Some people from the NSA spoke up because they felt that a number of their superiors didn’t have a sufficient grasp of how dangerous these weapons were. The people who design the cyberweapons know how powerful they are; very often the people in charge don’t know. That was one of the reasons for them coming forward.

There are some startling resemblances to Kubrick’s Dr. Strangelove

Yes, the autonomous nature of the weapon is reminiscent of that film in many ways. We even put this element in the film and then subsequently decided to take it out: the moment where Peter Sellers speaks to his Russian counterpart and says: “Dimitri, the whole point of the doomsday device is not to make it secret!” Weapons get more sophisticated, automatic triggers still exist and secrets get bigger. We see in the film that even the Department of Homeland Security didn’t know that their own government had launched this weapon!

Do you think that Zero Days can help create a public debate on cyberweapons?

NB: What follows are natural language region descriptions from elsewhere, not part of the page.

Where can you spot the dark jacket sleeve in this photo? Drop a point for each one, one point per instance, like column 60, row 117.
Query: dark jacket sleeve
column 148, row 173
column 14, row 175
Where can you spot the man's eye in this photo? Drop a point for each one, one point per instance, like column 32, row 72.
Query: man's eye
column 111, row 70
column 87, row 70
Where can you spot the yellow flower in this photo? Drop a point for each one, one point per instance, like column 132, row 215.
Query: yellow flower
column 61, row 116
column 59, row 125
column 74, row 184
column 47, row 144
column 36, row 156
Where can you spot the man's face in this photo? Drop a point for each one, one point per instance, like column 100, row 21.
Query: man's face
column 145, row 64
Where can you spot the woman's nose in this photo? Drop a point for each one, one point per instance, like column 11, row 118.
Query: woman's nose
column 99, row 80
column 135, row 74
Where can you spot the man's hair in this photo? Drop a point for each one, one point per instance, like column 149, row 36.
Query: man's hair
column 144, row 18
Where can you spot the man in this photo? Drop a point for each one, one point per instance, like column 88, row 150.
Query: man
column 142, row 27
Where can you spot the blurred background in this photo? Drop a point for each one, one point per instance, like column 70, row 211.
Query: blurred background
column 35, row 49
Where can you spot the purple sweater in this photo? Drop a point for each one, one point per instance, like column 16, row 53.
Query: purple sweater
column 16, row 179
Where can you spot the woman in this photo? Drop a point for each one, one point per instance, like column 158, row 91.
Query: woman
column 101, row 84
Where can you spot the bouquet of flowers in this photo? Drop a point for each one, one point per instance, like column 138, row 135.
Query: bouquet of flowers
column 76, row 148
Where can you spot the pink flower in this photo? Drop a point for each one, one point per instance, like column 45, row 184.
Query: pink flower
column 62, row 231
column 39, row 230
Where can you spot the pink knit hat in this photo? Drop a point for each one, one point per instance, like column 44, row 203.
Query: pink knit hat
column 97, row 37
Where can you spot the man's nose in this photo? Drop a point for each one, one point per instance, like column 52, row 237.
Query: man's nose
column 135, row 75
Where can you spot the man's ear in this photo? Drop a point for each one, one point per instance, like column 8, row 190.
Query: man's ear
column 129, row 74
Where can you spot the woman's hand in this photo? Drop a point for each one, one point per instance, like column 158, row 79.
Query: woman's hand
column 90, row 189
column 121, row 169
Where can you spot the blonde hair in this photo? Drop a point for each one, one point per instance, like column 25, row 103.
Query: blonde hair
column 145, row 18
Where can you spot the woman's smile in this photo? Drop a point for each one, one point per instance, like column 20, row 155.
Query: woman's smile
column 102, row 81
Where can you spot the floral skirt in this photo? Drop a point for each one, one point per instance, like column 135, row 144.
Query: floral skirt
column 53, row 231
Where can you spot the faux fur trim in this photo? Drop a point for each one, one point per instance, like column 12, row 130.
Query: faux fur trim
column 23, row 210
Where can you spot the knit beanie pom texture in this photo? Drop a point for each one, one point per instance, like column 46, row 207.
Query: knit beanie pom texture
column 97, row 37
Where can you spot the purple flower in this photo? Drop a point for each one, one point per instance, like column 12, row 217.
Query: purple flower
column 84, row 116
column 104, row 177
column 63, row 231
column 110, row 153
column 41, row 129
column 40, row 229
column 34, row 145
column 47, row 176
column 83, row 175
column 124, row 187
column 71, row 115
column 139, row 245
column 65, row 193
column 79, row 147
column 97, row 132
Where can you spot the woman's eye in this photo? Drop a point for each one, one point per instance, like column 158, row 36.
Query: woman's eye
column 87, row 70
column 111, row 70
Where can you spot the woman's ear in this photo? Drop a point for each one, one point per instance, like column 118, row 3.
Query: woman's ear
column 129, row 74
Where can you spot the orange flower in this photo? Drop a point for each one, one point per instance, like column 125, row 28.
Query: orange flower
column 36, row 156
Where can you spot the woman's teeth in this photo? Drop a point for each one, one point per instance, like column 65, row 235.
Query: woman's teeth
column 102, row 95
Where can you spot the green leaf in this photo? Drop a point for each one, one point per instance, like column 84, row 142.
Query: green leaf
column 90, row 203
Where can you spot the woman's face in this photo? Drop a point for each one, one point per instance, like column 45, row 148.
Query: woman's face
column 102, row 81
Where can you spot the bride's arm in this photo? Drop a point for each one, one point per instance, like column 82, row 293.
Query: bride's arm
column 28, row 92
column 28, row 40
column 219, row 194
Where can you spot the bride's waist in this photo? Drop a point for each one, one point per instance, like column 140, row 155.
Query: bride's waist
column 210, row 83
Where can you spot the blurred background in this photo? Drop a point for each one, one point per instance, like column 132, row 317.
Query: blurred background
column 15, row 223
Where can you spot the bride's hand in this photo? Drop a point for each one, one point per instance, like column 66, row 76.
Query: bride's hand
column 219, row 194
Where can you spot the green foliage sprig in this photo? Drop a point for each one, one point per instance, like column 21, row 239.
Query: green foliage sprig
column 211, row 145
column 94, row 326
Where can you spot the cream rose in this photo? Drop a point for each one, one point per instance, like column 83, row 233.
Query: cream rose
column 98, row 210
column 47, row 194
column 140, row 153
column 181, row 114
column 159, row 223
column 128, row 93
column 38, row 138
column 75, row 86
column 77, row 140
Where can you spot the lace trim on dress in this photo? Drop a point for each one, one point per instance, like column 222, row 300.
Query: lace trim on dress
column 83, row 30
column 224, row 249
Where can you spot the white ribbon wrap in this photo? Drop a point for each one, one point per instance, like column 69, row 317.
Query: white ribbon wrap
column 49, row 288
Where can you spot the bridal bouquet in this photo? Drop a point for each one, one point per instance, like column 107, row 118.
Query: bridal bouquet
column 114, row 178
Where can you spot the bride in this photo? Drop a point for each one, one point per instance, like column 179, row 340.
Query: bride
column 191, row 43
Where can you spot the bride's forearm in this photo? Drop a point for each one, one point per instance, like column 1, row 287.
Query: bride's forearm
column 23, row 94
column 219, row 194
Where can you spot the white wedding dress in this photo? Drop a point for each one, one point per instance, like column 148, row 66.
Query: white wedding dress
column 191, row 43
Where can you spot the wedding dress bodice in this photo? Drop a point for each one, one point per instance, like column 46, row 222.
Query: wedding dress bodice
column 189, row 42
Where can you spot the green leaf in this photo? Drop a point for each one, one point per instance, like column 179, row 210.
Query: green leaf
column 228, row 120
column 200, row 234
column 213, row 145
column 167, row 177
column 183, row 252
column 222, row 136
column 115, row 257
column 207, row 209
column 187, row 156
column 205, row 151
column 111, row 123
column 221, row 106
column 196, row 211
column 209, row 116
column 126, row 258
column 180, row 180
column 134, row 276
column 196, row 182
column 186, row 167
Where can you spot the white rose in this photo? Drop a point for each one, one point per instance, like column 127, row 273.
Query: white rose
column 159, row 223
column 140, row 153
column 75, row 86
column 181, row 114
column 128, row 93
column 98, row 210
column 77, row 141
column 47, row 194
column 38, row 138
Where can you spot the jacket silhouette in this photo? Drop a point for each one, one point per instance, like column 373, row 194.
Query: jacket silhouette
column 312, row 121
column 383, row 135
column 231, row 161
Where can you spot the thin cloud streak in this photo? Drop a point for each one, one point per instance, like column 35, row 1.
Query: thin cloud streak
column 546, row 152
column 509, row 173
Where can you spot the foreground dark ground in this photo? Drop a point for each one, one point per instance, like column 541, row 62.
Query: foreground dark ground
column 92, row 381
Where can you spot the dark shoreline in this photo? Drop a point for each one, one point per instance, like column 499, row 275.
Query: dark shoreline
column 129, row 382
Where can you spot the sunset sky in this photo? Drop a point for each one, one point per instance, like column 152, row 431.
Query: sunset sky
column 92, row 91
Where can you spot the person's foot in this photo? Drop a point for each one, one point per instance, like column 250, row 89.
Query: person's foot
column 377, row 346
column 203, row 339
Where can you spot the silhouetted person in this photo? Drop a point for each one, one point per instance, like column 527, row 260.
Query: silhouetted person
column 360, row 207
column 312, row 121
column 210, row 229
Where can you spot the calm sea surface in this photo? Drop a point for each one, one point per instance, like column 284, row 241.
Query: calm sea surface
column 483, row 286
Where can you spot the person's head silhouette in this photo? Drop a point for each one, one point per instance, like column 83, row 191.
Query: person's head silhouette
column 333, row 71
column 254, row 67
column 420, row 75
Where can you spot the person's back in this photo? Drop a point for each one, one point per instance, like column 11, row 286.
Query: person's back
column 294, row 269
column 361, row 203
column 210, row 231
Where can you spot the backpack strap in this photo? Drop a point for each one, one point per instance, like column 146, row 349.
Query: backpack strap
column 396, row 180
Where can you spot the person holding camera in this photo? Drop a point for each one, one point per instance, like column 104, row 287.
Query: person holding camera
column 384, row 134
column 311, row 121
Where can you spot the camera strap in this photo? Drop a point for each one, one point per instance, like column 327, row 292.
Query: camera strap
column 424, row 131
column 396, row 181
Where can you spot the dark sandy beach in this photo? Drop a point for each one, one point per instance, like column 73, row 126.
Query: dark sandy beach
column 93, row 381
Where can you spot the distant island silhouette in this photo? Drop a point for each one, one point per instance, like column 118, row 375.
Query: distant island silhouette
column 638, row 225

Yeah, I hope so! There are former spies in this film who say we have to be more open. When a spy says that, you have to be scared! The scariest part is their secretive power. There’s no secret when an atomic bomb drops: you hear it, you see it, you feel it, but when a cyberweapon launches, sometimes you don’t even know. A train crashes – was that human error or a cyberweapon? These things need to be out in the open.

Are you pessimistic or optimistic for the future?

I’m pessimistic… but hopeful. My concern is that the US has decided that the best defence is a good offence, and that scares me. We see in the film that when the Iranians discovered Stuxnet, it didn’t make them go, “Okay, we give up.” In fact, it did the opposite – it actually provoked a counter reaction. In many ways, the film is instructive about the current government and Obama, who has never been shy about using force so long as he doesn’t have to put troops on the ground. He uses drones frequently, far more than Bush ever did, and cyberattacks too… Still, I believe that the best indicator of a bright future is the past. When the US and the Soviet Union were both in the death grip of atomic weapons, there came a point where they did reckon with each other. As pointed out in the film, no matter how tense things get, there is a self-interested regime of mutual inspections that allows regulation to happen.